City warned of 'drive-by' hacking

by baqad on November 21st, 2001 A report warns sensitive data from major financial institutions is wide open to the new phenomenon of 'drive-by' hacking.

Computing magazine says many companies are transmitting information into the street without even basic encryption.

Security consultants picked up signals from wireless networks in London by walking and driving down streets with a laptop and equipment freely available over the internet.

The Orthus workers picked up signals from wireless networks at 124 companies based in and around the City. Some 85 of the signals were unencrypted, Computing reports.

Security was tighter in the City than in other nearby areas, but even there, of 48 signals intercepted, 28 were unencrypted.

"Wireless technology is now very common and can be protected by sensible security measures," said Computing managing editor Michael Gubbins.

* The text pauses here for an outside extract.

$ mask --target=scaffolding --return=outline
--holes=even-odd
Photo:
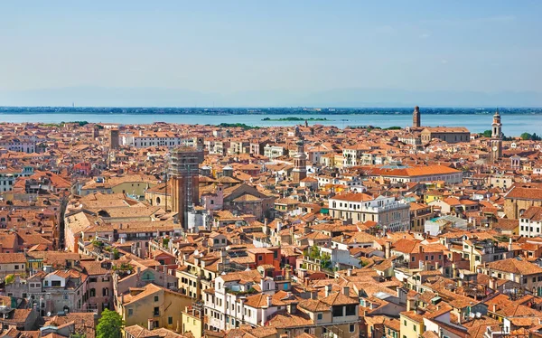
[[[191,146],[173,149],[168,176],[172,181],[172,211],[177,212],[179,223],[187,229],[188,211],[198,203],[199,164],[202,151]],[[167,185],[167,183],[166,183]]]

"It is incredible that some of the biggest names in the City would allow themselves to become easy meat for hackers and industrial spies."

Wireless local area networks are used in offices to connect computers and devices such as printers. Transmissions have a range of up to 200 metres and can be easily and cheaply intercepted.

The consultants walked around with just a laptop, a £129 wireless network card and free software downloaded from the internet.

Richard Hollis, managing director at Orthus, says anyone with malicious intent could have grabbed user ids, passwords and even wire fund transfers.